Além disso, logo teremos imóveis completamente adaptados a portadores de necessidades especiais, àqueles que desejam animais de estimação bem acomodados ou a outras demandas específicas. Seja qual for o público, a pressão sobre o valor do m² é dramática em um mundo abarrotado de potenciais consumidores.

As cidades onde os condomínios proliferam também mudaram. Para se protegerem contra a violência das ruas, moradores permanecem cada vez mais tempo intramuros. Com isso, não está exagerando quem considera o condomínio moderno uma escola de cidadania.

A segmentação das ofertas reúne em um mesmo condomínio diversos perfis de moradores, o que os induz a um grande aprendizado sobre convivência pacífica e respeitosa. Em virtude desse processo de adaptação, há cada vez menos espaço para o condômino antissocial, acostumado à liberdade que se permitia na moradia autônoma.

Ao morar em comunidade, precisará seguir novas regras, como descartar apropriadamente o lixo, respeitar a demarcação de vagas de garagem, dirigir na velocidade permitida no local, buscar uma altura adequada para o som do aparelho de música e cuidar para que animais de estimação não incomodem os vizinhos, entre outras atitudes. Quando o adensamento urbano impedir que essa escola de cidadania cresça para os lados, ela crescerá para cima.

As administradoras imobiliárias são peça fundamental nesse processo. Embora quantidade não signifique expertise, elas estão se multiplicando. Mas, para se diferenciarem no mercado e se tornarem empresas realmente bem-sucedidas, elas terão de se aprimorar, customizar a prestação de serviços, antecipar necessidades.

O mercado imobiliário e o segmento de condomínios, em particular, são uma indústria “recente”. Mesmo no Estado de São Paulo, que abriga cerca de 50 mil comunidades do tipo, ainda não sabemos qual o rumo desse mercado.
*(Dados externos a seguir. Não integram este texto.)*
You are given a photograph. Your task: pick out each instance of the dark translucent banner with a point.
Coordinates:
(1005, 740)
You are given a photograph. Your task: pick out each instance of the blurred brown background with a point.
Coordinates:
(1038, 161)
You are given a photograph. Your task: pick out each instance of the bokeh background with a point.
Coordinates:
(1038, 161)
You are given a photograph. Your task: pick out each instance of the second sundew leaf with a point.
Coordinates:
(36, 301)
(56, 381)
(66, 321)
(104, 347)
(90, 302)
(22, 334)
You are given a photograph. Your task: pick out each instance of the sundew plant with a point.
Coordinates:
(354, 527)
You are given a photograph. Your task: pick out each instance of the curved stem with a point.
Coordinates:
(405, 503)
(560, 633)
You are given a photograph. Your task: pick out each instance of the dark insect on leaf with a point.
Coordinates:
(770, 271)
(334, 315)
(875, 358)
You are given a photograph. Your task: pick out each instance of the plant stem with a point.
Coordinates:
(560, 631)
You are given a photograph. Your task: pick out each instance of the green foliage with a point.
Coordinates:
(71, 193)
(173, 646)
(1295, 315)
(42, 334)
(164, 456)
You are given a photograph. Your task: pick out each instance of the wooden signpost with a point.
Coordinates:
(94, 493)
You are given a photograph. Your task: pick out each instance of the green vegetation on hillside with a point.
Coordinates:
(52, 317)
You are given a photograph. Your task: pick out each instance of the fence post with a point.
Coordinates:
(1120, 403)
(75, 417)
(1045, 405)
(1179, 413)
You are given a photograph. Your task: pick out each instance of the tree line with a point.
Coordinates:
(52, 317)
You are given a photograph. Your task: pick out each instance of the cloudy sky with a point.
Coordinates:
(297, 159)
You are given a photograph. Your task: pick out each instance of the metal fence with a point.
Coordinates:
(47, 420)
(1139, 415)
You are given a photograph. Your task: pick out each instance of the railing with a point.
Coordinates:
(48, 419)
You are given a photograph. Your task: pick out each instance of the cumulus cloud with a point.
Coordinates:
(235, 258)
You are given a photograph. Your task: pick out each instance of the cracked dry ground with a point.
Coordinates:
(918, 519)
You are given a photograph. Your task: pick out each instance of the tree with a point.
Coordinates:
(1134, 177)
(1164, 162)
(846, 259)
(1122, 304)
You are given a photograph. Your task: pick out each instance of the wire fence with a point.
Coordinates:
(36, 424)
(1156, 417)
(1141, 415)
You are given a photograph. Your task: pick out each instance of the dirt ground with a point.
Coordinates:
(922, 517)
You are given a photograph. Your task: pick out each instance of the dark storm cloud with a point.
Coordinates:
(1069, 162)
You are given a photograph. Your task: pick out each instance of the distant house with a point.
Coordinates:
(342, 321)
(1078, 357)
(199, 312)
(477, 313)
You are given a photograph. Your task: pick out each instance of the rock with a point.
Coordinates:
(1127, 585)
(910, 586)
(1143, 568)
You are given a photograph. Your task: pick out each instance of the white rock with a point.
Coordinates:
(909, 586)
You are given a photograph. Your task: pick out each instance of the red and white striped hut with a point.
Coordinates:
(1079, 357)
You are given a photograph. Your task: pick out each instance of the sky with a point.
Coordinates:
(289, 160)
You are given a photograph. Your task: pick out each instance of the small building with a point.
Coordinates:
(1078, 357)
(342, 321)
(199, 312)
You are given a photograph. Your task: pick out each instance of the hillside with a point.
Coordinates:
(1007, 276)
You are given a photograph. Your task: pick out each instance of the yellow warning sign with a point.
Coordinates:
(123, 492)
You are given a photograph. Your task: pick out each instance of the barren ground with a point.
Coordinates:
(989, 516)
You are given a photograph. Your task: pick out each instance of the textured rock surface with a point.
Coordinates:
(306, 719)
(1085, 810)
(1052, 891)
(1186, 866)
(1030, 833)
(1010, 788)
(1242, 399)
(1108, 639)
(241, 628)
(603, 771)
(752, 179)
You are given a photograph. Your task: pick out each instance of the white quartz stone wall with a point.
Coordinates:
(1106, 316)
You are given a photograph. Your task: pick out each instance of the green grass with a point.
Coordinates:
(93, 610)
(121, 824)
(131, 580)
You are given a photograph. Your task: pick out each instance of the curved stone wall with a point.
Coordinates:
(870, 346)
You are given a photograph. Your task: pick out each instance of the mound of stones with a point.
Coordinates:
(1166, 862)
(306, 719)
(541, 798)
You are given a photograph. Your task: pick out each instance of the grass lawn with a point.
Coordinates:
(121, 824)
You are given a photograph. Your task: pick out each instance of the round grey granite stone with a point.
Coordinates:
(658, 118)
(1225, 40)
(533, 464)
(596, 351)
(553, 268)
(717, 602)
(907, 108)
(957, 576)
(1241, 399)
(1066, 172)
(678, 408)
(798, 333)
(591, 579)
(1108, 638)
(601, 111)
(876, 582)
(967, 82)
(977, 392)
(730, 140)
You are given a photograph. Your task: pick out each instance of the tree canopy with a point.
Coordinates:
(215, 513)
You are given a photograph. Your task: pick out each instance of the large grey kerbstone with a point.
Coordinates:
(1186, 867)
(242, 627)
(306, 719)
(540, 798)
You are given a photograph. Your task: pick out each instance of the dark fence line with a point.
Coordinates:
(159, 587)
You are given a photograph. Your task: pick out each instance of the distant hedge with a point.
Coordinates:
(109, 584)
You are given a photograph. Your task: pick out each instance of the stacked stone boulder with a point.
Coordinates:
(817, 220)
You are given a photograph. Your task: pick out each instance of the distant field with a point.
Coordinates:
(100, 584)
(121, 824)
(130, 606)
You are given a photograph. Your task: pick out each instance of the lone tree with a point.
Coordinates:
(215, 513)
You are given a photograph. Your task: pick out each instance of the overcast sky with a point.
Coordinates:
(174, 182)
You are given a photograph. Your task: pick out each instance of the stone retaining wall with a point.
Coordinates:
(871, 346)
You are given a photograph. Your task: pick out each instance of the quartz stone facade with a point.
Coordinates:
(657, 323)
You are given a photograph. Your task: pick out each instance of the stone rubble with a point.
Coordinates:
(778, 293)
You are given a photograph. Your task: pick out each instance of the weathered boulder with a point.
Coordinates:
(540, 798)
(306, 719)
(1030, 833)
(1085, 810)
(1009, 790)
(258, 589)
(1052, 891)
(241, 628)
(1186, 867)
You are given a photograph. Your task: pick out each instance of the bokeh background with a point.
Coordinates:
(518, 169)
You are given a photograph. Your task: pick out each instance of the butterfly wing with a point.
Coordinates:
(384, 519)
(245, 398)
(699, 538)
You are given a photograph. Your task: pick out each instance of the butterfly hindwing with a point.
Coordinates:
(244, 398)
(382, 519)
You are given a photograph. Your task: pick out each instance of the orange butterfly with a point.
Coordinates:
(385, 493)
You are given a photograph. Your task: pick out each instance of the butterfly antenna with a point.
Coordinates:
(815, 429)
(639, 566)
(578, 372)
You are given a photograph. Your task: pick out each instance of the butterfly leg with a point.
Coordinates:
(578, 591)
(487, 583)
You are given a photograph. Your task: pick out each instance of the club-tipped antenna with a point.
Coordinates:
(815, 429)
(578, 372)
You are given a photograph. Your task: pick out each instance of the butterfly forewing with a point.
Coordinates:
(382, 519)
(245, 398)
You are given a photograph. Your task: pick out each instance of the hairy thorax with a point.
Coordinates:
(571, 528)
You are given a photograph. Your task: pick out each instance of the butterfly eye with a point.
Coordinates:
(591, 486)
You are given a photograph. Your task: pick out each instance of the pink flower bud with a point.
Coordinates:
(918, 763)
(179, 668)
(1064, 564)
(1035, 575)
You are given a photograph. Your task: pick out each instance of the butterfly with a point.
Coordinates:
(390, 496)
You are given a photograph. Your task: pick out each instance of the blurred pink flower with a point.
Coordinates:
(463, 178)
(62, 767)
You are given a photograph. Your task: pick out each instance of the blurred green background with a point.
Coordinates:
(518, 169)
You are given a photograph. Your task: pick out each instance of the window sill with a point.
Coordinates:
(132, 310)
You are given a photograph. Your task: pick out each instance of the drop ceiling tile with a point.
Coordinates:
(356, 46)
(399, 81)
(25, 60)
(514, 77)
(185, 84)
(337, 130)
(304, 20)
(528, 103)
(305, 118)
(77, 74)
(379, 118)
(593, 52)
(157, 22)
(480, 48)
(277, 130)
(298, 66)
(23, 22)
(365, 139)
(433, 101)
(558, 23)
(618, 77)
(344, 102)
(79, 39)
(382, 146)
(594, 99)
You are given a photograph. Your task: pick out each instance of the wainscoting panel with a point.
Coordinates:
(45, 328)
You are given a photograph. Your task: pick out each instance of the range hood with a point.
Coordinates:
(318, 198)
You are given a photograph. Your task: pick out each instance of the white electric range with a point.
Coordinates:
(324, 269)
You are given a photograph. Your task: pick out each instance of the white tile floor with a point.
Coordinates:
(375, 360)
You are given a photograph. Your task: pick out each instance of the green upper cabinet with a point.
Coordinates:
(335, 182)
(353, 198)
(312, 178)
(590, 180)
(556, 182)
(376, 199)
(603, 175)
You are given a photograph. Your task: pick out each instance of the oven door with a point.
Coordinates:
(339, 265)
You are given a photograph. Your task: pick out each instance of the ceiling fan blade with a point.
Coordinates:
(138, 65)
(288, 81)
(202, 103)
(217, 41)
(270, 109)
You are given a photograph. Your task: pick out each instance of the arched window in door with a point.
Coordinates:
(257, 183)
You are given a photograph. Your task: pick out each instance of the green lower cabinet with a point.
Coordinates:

O acelerado crescimento urbano apresenta muitos desafios para a gestão dos condomínios. Esse processo de evolução das cidades é uma força natural que extrapola cálculos e previsões. Assim, como não foi naturalmente previsível o boom imobiliário dos últimos anos, causado pela força viva do crescimento, ninguém será capaz de prever os próximos surtos de expansão.

Estamos falando de um mundo com sete bilhões de humanos. Esse fato remete nossos pensamentos à China, onde cidades crescem a uma velocidade nunca vista antes na história. Mas a China também é aqui. Na cidade de São Paulo, a residência autônoma tradicional (casas térreas e sobrados) poderá desaparecer quase que por completo do cenário nas próximas décadas. Seremos uma metrópole de condomínios? Tudo indica que sim. Para empreendedores de todos os setores, uma cidade de condomínios pode ser um novo Eldorado.

* Hubert Gebara é vice-presidente de Administração Imobiliária e Condomínios do Sindicato das Empresas de Compra, Venda, Locação e Administração de Imóveis de São Paulo (Secovi-SP) e presidente eleito da Fiabci Brasil. Diretor do Grupo Hubert.